ONews-id.com(Palembang)-Penyelidikan kasus dugaan penyimpangan dalam pembebasan lahan Kolam Retensi Bandara kini memasuki babak baru. Inspektorat Kota Palembang mengungkapkan, hasil audit Badan Pengawasan Keuangan dan Pembangunan (BPKP) menunjukkan adanya total loss.
Total loss sendiri berarti seluruh anggaran yang seharusnya menjadi aset atau memberikan manfaat bagi negara dinyatakan hilang dan tidak dapat digunakan sesuai tujuan. Dengan demikian, seluruh pengeluaran dianggap sebagai kerugian negara.
Hal itu disampaikan Kepala Inspektorat Kota Palembang, Jamiah Haryanti, saat ditemui di ruang kerjanya, Kamis (11/9/2025).
“Dari sisi PUPR Kota Palembang sebenarnya sudah ada prinsip kehati-hatian dalam proses penganggaran dan pelaksanaan pekerjaan, termasuk dengan melibatkan Kejari Palembang dalam pembebasan lahan kolam retensi,” jelasnya.

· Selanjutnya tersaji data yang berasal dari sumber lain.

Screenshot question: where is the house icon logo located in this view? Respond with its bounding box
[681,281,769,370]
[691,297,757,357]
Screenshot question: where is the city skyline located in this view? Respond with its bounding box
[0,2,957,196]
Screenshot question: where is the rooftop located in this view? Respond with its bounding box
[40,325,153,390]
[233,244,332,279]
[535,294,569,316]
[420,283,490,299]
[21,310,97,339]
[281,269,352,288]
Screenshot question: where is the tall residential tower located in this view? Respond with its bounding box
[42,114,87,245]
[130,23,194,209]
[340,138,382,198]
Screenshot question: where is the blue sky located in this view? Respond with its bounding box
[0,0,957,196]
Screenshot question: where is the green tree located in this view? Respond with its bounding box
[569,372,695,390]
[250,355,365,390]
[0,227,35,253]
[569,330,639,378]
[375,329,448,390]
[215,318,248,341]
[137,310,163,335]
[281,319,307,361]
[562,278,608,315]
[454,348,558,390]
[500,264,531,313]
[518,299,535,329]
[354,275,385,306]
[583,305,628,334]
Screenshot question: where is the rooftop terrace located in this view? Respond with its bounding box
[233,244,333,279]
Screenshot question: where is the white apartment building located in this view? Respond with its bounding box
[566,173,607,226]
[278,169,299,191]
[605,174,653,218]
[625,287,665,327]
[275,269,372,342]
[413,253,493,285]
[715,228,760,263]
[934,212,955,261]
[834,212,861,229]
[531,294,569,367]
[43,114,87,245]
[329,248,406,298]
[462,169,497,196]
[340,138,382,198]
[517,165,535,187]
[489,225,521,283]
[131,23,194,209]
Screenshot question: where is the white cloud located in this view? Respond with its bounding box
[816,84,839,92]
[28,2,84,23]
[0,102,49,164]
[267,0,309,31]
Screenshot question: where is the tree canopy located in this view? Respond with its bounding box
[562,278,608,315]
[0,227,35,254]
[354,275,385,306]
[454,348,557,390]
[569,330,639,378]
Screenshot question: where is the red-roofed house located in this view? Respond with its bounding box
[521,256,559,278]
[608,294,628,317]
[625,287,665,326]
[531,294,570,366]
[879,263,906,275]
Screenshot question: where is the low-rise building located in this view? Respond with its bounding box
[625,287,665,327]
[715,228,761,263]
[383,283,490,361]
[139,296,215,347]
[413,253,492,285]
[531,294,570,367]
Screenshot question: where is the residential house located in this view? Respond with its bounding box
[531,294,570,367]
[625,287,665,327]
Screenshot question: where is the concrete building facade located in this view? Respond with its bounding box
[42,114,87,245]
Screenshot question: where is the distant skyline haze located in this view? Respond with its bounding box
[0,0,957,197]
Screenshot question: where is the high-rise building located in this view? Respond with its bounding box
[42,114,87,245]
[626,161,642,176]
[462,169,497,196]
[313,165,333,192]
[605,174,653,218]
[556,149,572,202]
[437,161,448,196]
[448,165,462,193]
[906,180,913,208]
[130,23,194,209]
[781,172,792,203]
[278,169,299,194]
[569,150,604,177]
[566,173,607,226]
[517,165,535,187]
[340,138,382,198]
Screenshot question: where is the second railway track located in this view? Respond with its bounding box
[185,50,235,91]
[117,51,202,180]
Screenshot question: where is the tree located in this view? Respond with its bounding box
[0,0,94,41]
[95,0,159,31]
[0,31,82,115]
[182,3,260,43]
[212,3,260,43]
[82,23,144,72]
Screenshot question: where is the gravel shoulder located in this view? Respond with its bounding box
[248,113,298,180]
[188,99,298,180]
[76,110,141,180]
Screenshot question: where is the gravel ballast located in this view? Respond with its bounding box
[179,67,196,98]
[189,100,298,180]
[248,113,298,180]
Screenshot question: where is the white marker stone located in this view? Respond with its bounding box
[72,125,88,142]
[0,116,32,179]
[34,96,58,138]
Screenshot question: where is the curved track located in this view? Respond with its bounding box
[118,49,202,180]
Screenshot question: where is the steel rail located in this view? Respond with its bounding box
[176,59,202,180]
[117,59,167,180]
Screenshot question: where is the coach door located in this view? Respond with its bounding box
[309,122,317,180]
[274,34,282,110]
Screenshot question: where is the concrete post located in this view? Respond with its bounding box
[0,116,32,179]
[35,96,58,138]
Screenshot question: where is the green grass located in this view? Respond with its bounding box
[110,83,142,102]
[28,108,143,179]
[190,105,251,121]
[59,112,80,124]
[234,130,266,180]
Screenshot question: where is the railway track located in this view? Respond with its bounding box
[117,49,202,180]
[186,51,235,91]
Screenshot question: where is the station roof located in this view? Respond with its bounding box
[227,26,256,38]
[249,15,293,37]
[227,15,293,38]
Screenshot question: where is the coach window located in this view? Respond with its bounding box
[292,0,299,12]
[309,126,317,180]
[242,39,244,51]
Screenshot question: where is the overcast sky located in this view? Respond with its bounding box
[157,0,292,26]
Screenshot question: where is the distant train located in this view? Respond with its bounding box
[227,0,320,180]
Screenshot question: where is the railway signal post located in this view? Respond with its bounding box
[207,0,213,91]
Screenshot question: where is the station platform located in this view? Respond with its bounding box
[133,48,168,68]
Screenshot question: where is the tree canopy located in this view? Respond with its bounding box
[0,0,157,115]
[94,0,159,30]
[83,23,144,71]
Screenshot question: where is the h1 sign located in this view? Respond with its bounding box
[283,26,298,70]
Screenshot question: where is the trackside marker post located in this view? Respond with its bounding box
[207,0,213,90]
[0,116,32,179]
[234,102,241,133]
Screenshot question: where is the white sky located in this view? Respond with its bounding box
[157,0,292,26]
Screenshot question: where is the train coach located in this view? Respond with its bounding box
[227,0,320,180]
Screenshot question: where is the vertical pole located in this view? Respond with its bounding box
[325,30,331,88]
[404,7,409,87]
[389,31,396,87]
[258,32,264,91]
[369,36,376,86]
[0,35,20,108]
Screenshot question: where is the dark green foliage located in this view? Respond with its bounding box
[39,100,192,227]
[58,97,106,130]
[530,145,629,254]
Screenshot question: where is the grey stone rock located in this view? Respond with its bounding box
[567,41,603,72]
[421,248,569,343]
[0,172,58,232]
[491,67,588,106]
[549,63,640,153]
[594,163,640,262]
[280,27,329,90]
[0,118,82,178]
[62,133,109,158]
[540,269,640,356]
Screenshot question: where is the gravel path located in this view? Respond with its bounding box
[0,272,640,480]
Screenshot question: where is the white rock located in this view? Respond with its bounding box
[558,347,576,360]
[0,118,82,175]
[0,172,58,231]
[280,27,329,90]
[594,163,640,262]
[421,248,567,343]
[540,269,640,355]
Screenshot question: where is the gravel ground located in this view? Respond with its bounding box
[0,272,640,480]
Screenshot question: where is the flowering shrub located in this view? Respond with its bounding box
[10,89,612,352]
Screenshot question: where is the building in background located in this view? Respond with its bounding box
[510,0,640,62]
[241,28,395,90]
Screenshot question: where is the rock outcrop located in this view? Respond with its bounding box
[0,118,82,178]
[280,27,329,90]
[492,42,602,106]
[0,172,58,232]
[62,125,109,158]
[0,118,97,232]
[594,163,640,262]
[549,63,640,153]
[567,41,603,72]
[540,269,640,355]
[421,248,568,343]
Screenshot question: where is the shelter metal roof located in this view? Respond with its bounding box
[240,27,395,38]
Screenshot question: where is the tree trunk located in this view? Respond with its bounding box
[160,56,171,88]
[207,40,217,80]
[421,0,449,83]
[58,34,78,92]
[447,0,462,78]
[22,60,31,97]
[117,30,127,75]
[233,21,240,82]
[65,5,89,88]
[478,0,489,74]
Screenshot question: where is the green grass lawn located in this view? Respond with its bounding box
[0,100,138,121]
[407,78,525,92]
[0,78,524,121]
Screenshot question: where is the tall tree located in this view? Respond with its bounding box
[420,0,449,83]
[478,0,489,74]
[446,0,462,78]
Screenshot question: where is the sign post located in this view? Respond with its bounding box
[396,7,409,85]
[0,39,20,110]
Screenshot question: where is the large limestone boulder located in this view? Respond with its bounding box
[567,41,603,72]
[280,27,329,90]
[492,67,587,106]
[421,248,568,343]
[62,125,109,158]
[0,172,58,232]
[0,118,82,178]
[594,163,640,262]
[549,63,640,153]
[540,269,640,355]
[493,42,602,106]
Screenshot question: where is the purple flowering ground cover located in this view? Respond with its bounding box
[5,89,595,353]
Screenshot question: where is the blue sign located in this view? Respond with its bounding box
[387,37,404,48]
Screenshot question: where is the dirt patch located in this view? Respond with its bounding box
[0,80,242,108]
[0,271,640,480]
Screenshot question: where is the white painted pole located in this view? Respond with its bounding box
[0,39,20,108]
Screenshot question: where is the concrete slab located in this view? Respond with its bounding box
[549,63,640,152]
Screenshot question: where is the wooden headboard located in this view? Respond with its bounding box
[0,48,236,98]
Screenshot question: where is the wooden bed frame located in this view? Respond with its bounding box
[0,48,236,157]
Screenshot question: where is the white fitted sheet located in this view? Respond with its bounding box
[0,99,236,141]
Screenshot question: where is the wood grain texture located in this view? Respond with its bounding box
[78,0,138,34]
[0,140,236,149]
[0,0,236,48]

Namun, diakuinya kasus ini kini telah masuk dalam proses penyelidikan Polda Sumsel. Atas permintaan penyidik, BPKP melakukan audit investigasi bersama (joint investigation) dengan aparat penegak hukum.
“Yang kami sayangkan, tidak ada hasil resmi perhitungan kerugian negara dari BPKP yang disampaikan kepada kami,” tambah Jamiah.
Sementara itu, Penyidik Polda Sumsel membenarkan bahwa hasil audit BPKP terkait dugaan penyimpangan proyek tersebut sudah ada. “Insya Allah dalam waktu dekat akan kami rilis. Mohon rekan-rekan bersabar,” ujar penyidik.